Interested in this topic? Read Employee mental health and wellbeing – are you doing enough?

About Sarah Niblock

Professor Sarah Niblock

A journalist, broadcaster and academic, Sarah became CEO of UK Council for Psychotherapy in September 2017, and is tasked with shaping the organisation to play a leading role in improving access to high quality talking therapies. She is cut from very different cloth to most professors and CEOs we know. She is a published author on musician Prince, has arms full of tattoos and writes from her houseboat on a north London canal.

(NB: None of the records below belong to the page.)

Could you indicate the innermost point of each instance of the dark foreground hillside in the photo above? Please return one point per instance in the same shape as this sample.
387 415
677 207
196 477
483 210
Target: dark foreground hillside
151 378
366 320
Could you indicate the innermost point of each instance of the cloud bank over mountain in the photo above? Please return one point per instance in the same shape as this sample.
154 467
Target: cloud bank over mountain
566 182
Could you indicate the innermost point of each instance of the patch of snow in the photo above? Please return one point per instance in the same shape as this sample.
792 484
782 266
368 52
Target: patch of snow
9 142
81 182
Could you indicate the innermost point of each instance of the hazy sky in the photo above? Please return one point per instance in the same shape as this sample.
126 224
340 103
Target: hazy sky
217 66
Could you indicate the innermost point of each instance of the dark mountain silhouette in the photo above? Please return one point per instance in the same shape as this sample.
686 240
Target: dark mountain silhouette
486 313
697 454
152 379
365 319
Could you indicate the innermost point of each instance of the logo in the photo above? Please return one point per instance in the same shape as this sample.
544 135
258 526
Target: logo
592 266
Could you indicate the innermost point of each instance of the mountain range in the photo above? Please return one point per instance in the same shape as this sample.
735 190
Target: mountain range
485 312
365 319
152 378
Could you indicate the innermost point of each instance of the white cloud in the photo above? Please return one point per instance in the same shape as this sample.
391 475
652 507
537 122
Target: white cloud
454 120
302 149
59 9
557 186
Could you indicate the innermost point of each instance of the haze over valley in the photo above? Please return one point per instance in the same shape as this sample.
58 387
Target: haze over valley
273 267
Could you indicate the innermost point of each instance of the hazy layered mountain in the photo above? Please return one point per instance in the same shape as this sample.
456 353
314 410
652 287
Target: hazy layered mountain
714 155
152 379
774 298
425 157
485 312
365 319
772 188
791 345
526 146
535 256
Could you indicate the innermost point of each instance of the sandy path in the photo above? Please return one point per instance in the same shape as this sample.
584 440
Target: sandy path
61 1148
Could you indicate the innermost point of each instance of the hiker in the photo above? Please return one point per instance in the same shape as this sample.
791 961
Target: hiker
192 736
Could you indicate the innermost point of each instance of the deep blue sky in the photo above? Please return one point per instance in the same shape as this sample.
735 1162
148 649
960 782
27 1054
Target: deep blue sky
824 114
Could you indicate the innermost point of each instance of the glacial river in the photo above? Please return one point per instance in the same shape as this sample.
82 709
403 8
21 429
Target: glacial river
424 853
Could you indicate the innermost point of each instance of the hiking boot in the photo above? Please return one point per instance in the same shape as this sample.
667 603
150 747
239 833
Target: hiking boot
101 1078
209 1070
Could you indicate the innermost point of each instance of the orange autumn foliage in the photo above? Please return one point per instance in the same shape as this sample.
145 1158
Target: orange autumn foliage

Sarah’s own background is not “average” for a chief executive. From a working class family in Merseyside, she was raised solely by her mother from the age of two. NCTJ-trained, she worked first as a journalist in the North-West reporting on stories like Hillsborough and the murder of James Bulger. She then moved into university lecturing, training students in journalism, before relocating to London in the mid-1990s. She subsequently achieved a Masters and a PhD in psychoanalytical theory and visual culture.

Previous to joining UKCP, she was professor and associate dean at University of Westminster’s School of Media, Arts and Design and she has published research on media, trauma and ethics as well as popular music and identity. An academic fellow of the Dart Centre for Journalism and Trauma at Columbia University, she commentates on media ethics, specifically trauma and journalism, for a range of outlets. Sarah is co-author (with Stan Hawkins) of 'Prince: The Making of a Pop Icon' (Ashgate) and numerous other books, chapters and articles. She has presented to the paying public on pop culture at Latitude, the Southbank and the ICA.